Table 1 Benign skin tumors and their associations with the selected study candidate risk factors
Full size table

Predisposing and associative factors with benign skin tumors

Seborrheic keratosis

As shown in Table 1, patients with multiple site seborrheic keratosis were more likely to be male than female 21.6% and 12.1% cases, respectively (p < 0.05). Multiple tumors were also seen significantly more often in those with the history of outdoor working than in those without. Those with a darker skin type presented more often with multiple tumors than those with lighter skin. Similarly, among those who reported itching, multiple tumors were more common (20.7%) than in those without itching (14.2%) but this finding did not reach statistical significance. A significant association was found between smoking and multiple seborrheic keratosis. In females a lower number of offspring was significantly associated with a higher number of tumors.

In males, multiple seborrheic keratosis was seen more often in those with higher body mass index (BMI) when compared with those with lower BMI, and in those with higher fasting plasma glucose level (fP-gluc) than in those with lower fP-gluc, however, these findings did not reach statistical significance (Table 2).

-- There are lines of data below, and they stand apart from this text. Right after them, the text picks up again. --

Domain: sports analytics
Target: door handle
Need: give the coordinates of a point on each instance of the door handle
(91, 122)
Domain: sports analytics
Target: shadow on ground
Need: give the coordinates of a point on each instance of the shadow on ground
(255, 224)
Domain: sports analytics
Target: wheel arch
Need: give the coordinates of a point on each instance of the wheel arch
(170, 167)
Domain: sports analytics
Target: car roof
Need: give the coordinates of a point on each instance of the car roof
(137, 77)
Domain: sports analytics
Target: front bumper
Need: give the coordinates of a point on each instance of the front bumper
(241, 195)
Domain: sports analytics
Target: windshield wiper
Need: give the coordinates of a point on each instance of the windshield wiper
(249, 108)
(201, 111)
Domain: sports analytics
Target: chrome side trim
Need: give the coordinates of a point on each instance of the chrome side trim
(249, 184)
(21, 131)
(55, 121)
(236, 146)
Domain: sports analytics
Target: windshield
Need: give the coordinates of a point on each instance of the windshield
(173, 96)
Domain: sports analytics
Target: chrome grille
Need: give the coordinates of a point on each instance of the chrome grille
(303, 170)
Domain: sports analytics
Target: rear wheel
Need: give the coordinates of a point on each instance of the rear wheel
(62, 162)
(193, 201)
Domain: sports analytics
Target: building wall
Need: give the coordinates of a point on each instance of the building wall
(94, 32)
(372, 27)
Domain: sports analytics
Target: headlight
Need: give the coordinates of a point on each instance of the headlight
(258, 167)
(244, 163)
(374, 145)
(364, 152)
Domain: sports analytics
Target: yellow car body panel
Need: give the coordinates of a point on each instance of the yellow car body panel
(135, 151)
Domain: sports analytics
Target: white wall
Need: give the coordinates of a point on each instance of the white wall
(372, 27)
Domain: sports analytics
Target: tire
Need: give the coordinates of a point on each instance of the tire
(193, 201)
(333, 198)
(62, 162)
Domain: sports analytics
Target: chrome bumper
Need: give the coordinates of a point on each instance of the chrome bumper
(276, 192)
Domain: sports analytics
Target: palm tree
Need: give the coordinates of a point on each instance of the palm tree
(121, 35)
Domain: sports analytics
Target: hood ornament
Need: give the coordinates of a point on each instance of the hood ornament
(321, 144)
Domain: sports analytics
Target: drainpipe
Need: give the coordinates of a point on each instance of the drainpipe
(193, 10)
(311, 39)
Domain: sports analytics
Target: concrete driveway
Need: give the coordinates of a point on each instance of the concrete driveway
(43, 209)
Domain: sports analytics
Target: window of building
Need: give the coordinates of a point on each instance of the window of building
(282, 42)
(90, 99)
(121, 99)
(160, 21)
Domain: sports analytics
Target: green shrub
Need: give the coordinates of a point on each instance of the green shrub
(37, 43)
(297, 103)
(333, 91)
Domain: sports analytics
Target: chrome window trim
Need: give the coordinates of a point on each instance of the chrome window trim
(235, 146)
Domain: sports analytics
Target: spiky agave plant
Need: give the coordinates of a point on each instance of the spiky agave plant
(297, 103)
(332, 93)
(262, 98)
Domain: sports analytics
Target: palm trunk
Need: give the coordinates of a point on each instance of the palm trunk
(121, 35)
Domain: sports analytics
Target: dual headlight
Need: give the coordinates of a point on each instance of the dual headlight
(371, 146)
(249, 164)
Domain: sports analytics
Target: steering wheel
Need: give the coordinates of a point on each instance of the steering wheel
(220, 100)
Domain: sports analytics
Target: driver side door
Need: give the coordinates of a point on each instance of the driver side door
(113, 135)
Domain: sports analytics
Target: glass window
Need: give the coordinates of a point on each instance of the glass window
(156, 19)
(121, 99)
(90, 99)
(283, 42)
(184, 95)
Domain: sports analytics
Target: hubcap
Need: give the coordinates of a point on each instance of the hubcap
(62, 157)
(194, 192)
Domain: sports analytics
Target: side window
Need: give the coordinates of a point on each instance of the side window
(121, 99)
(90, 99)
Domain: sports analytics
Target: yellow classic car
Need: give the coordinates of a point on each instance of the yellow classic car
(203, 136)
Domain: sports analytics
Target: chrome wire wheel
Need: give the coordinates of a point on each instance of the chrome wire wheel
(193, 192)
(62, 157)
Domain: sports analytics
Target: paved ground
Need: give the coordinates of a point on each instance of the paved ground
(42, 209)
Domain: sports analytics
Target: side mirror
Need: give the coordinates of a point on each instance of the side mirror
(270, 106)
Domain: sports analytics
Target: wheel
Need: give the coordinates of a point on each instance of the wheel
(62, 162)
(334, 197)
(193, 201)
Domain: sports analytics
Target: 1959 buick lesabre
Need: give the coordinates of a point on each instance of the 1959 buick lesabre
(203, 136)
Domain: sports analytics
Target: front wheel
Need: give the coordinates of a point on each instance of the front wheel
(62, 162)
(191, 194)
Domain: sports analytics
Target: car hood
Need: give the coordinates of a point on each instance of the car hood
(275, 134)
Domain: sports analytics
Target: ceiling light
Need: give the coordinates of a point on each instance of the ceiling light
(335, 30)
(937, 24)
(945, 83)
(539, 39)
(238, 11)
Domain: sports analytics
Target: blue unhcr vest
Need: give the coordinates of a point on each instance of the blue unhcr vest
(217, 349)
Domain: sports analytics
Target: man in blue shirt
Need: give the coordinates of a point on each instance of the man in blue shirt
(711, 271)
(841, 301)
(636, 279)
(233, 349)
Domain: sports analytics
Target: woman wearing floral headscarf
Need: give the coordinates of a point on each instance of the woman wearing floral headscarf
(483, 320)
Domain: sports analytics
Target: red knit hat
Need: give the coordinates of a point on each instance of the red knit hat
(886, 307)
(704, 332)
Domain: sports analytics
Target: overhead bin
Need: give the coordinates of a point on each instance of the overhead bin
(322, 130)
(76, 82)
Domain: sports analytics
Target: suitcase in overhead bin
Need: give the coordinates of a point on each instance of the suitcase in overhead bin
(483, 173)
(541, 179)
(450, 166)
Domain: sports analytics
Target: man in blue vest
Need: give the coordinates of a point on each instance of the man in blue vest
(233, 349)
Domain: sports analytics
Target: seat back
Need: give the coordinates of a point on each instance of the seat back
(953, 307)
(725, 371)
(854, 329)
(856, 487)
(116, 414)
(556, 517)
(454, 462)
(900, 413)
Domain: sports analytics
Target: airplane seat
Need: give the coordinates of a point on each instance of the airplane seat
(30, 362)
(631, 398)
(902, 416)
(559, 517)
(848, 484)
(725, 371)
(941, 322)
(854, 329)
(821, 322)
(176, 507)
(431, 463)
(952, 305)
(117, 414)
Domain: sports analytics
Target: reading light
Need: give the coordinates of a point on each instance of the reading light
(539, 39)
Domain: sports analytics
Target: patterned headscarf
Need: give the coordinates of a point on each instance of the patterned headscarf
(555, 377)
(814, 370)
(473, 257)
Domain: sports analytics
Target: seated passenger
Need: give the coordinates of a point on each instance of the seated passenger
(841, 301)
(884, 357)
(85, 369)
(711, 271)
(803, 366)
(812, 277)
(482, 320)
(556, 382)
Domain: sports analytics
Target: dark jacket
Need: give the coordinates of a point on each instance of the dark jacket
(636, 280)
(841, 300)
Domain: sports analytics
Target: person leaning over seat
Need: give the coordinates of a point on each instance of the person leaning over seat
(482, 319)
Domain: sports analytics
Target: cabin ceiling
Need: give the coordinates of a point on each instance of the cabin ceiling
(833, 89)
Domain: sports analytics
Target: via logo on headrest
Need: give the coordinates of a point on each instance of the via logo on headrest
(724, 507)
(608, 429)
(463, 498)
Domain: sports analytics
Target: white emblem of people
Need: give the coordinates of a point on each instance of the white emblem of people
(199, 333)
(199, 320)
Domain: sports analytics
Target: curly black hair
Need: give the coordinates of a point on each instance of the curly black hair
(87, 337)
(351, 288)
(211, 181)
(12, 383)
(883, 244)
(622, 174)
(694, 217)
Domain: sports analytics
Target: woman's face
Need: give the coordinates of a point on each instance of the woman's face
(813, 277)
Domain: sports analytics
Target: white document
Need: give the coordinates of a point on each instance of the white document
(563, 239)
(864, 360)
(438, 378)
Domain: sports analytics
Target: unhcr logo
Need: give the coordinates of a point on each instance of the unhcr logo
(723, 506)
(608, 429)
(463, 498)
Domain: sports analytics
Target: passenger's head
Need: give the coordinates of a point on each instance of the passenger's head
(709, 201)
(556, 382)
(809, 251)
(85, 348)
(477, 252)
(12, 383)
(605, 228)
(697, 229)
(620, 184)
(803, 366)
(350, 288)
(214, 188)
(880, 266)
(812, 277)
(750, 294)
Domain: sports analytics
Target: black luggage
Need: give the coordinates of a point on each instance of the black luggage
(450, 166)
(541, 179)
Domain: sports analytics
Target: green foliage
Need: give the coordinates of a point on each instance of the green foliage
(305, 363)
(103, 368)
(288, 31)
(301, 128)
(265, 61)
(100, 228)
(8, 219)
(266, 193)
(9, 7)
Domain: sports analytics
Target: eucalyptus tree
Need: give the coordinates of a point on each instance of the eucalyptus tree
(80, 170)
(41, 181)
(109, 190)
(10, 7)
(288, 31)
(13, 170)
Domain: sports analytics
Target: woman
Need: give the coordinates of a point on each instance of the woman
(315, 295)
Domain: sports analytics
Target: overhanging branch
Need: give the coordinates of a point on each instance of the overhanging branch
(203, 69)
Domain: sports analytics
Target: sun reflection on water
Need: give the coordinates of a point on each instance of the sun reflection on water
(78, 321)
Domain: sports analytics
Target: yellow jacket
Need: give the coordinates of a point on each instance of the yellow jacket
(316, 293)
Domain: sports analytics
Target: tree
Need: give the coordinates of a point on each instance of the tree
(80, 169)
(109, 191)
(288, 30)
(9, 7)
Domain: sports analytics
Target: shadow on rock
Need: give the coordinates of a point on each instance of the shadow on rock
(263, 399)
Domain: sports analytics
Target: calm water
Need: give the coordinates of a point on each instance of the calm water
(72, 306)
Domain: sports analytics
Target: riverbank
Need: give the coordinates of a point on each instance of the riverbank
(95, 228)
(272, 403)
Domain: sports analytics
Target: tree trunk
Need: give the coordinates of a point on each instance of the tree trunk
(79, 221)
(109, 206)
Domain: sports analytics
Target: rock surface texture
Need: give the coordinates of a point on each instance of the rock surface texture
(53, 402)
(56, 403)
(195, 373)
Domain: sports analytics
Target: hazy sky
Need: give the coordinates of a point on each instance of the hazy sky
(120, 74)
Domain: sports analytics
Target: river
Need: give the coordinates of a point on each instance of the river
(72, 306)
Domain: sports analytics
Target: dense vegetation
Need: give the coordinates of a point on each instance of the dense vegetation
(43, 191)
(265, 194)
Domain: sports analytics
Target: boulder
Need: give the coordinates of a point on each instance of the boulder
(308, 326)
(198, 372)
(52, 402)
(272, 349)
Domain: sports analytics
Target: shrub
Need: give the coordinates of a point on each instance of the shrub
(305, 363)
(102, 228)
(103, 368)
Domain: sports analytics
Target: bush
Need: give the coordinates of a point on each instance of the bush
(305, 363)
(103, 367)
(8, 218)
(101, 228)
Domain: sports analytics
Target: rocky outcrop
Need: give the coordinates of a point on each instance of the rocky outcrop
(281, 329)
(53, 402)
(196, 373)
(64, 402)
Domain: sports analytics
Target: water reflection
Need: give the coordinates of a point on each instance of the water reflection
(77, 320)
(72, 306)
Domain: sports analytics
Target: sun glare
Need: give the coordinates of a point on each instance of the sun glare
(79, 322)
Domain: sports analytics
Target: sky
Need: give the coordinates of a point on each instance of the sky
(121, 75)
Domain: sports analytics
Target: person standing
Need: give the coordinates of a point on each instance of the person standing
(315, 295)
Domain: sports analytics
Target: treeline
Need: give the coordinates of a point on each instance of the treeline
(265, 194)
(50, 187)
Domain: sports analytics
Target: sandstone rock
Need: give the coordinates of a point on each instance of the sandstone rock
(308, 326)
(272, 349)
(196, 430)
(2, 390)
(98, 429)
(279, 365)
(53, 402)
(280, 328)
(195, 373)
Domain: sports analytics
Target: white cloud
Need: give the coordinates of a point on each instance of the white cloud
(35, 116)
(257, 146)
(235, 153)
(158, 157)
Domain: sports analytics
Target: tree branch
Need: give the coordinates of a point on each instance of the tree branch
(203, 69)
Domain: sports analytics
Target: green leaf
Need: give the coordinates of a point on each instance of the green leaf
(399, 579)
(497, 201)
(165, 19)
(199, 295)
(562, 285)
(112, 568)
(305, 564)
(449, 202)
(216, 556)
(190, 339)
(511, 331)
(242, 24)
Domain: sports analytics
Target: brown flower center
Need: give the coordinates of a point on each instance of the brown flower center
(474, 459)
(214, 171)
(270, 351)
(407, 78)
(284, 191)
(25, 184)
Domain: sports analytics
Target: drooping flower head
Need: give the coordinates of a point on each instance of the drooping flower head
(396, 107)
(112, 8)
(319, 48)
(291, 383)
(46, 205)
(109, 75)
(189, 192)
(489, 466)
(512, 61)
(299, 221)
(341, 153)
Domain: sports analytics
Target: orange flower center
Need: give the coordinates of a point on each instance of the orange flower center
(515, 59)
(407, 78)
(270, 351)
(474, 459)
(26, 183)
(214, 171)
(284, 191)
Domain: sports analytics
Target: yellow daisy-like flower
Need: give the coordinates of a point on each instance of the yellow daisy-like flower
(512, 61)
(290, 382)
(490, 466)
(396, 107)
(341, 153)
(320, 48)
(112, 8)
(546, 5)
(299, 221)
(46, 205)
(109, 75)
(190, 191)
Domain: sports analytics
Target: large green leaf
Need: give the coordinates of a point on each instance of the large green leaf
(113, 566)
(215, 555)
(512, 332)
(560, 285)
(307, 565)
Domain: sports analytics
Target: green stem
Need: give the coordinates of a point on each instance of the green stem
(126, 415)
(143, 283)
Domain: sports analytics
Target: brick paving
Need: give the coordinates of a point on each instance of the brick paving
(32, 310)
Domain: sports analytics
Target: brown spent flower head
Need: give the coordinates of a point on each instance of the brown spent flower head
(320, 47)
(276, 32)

Table 2 Benign skin tumors and their associations with anthropometric measurements and laboratory findings, stratified by sex. All laboratory parameters were taken as fasting samples. B: blood; P: plasma
Full size table

Lentigo solaris

Multiple-site lentigo solaris were seen significantly more often in females than in males. Those with a history of outdoor working were more likely to have multiple senile lentigos than those without, but the result did not reach statistical significance. In female participants, multiple-site lentigo solaris was significantly more common with advanced age (Table 1).

Cherry angiomas

Multiple cherry angiomas affected females significantly more often than males (Table 1). As shown in Table 2, a lower glycated haemoglobin (HbA1c) level was associated with a higher number of cherry angiomas in both sexes, reaching statistical significance in females (p < 0.05), but not in males (p = 0.473). Female subjects with multiple cherry angiomas had significantly higher high-density cholesterol (HDL) and lower triglyceride values than those with fewer cherry angiomas. In turn, lower mean haemoglobin (Hb) in males was significantly associated with the presence of multiple cherry angiomas. Lower BMI was weakly associated with the presence of multiple cherry angiomas in both sexes, but this finding did not reach significance in either males or females.

Melanocytic nevi

Individuals with no melanocytic nevi most commonly belonged to the skin type group I. In turn, those with multiple nevi more often than not had a history of outdoor working but this finding did not reach statistical significance. Those with multiple nevi seemed to have a smaller number of offspring but the evidence of this association was weak. Male participants with multiple melanocytic nevi were significantly more likely to have a lower HbA1c levels than those who had no nevi. A similar trend was seen in fP-gluc, but the result was not statistically significant.

Discussion

This population-based study evaluated the etiological factors of benign skin tumors. We found several different predisposing factors, each of which could represent part of the etiologic process for these tumors. Furthermore, our findings confirm that benign skin tumors are exceedingly common in elderly people [7].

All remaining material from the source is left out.